If you are reasonably sure about your identification of a bird vocalisation ensure that the button in the column occurs certainly is selected for that particular species. If you are unsure about any of the bird vocalizations in the recording, you can instead select the button under occurs possibly. Another option is to include uncertain identifications in the list under insert another animal species occurring in the recording but not on the above list. In this input field you can add identifications for higher taxonomic groups such as genus or class. For example, if you identify a sound as belonging to a thrush, but are unsure of the exact species, you can input “thrushes” (or genus Turdus) into the second input field.

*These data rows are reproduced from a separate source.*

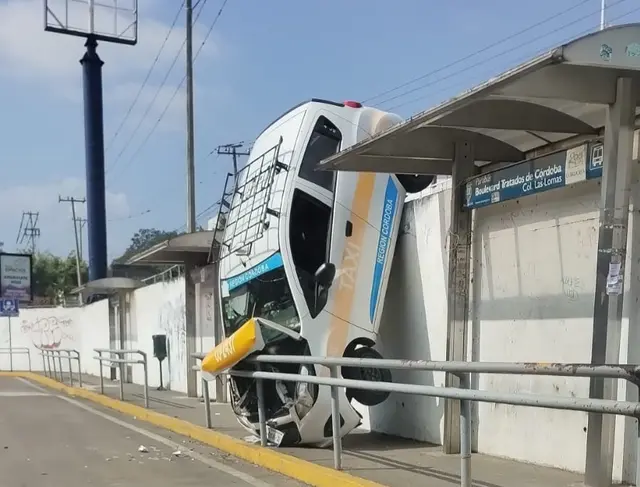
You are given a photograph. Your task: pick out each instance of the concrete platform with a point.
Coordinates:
(51, 440)
(390, 461)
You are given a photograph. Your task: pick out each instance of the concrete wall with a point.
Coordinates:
(533, 282)
(82, 329)
(532, 290)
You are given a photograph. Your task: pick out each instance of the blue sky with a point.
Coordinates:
(261, 59)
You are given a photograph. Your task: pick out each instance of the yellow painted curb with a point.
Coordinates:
(288, 465)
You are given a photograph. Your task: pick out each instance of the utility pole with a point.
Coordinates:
(81, 223)
(191, 178)
(189, 265)
(73, 202)
(28, 230)
(232, 150)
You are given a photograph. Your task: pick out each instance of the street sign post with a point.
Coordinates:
(9, 309)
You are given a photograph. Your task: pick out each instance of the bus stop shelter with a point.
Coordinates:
(192, 251)
(583, 93)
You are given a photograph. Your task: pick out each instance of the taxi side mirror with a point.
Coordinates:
(325, 275)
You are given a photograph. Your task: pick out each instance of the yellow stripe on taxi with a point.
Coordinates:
(246, 340)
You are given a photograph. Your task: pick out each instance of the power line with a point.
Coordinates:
(73, 202)
(29, 230)
(146, 79)
(480, 51)
(495, 56)
(232, 150)
(177, 90)
(156, 94)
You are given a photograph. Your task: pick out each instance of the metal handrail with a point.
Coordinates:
(121, 361)
(51, 354)
(465, 393)
(18, 351)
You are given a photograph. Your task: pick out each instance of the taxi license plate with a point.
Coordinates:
(274, 436)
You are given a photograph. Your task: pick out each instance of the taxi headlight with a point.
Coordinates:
(306, 394)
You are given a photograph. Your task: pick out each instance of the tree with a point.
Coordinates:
(54, 277)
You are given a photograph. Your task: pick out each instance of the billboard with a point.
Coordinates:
(16, 276)
(104, 20)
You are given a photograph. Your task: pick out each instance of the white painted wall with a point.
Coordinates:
(532, 300)
(159, 309)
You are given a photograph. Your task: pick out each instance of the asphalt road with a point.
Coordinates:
(50, 440)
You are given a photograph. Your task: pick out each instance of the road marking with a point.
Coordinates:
(176, 446)
(23, 394)
(31, 384)
(304, 471)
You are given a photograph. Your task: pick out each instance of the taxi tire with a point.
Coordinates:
(415, 183)
(366, 398)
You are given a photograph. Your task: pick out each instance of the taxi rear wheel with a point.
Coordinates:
(371, 374)
(415, 183)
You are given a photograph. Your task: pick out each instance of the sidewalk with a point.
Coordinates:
(388, 460)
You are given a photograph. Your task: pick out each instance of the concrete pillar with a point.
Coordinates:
(458, 292)
(608, 300)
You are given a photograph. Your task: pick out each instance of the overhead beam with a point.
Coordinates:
(508, 114)
(395, 165)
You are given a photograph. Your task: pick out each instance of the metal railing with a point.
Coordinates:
(11, 351)
(121, 361)
(49, 357)
(166, 275)
(465, 393)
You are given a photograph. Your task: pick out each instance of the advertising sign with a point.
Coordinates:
(533, 176)
(16, 277)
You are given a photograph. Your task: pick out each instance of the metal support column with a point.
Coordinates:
(190, 327)
(612, 249)
(94, 146)
(458, 292)
(218, 331)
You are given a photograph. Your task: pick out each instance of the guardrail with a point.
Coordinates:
(11, 351)
(121, 362)
(465, 393)
(49, 356)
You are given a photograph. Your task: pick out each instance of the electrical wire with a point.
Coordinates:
(177, 90)
(157, 93)
(474, 54)
(146, 79)
(567, 39)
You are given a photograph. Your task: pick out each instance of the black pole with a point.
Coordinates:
(161, 388)
(94, 147)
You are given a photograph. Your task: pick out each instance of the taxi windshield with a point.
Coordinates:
(267, 296)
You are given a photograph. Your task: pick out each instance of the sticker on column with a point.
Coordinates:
(614, 279)
(575, 167)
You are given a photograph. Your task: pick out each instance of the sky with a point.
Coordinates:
(260, 59)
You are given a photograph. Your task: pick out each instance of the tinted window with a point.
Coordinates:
(309, 234)
(324, 142)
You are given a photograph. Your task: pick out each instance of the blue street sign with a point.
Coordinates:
(533, 176)
(8, 307)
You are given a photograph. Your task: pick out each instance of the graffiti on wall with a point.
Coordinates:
(48, 332)
(172, 323)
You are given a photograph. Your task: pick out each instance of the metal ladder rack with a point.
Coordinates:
(245, 209)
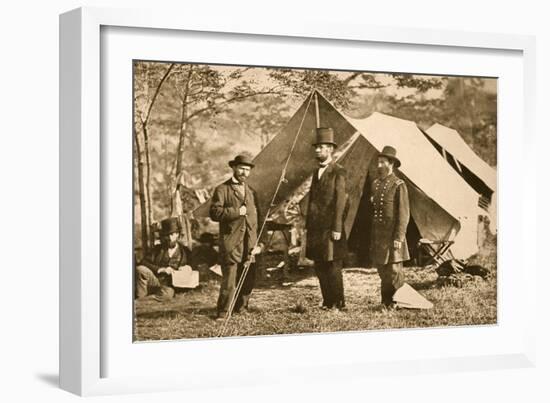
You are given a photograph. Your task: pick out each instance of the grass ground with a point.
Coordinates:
(288, 304)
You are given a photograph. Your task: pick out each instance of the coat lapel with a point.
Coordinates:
(327, 174)
(238, 194)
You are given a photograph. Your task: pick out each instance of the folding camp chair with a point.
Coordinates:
(432, 252)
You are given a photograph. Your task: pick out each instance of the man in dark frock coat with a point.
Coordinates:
(390, 217)
(326, 239)
(235, 207)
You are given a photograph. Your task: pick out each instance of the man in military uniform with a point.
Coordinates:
(154, 273)
(235, 207)
(326, 239)
(390, 217)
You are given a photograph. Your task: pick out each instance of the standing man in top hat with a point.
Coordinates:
(153, 274)
(326, 239)
(390, 217)
(235, 207)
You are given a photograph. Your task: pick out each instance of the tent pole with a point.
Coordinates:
(317, 120)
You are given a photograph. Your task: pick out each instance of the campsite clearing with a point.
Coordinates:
(291, 309)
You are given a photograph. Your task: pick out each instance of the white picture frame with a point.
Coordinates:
(84, 345)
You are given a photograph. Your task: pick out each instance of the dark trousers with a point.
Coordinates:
(232, 272)
(392, 278)
(331, 282)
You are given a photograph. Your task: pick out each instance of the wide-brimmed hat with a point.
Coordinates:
(170, 225)
(207, 237)
(324, 135)
(390, 153)
(242, 159)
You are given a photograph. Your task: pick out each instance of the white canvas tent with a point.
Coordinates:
(475, 171)
(443, 206)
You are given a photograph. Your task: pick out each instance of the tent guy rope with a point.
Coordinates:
(282, 179)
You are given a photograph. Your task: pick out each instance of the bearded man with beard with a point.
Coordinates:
(390, 216)
(326, 242)
(154, 273)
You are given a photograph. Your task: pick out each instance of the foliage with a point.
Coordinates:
(190, 119)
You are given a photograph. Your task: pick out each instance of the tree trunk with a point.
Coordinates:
(147, 175)
(145, 224)
(183, 123)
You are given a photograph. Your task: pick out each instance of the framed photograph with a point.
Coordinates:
(310, 197)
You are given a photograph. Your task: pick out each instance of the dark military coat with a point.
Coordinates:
(235, 229)
(326, 213)
(390, 217)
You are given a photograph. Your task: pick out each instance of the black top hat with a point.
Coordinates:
(324, 135)
(170, 225)
(242, 159)
(390, 153)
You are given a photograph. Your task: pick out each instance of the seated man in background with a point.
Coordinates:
(153, 274)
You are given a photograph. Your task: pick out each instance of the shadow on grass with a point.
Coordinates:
(171, 314)
(424, 285)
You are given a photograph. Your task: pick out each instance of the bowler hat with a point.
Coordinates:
(170, 225)
(241, 159)
(390, 153)
(324, 135)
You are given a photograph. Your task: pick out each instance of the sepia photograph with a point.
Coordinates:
(278, 201)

The remaining option is to select recording contains bird vocalizations I cannot identify if there are bird sounds in the recording of species you are completely unfamiliar with, or if the sound is too difficult to identify for another reason.
If the recording has a lot of disturbing background noise (e.g., rain, or low-frequency noise caused by wind) and it clearly interferes with your ability to hear vocalisations, note this by selecting recording is of poor quality (disturbing noise, rain, etc.). This will help the computer model to account for recordings that may not be reliable. You can also indicate if a recording contains human activity (traffic, etc.), such as cars, airplanes or other machines. These sounds may also have biological significance and noting them may later help a computer model to recognize the sounds of different types of human activity. If the recording contains human speech or vocalisations indicate this by selecting recording contains human speech or other vocalizations. Marking this may help to develop automatic human speech recognition.
When you have added all the bird and other animal species you can identify and indicated the other important qualities of the recording noted above, you can move on to the next recording by clicking save and move to next recording at the top right of the page. If you accidentally click this button or realise after you click it that you forgot to include an identification, you can go back and amend your identifications by clicking return to previous. If you need to stop before you are done click the save button. By doing so, the identifications you have made for the current recording are saved and the next time you return to Kerttu you can continue from where you left off.
Thank you very much for your participation!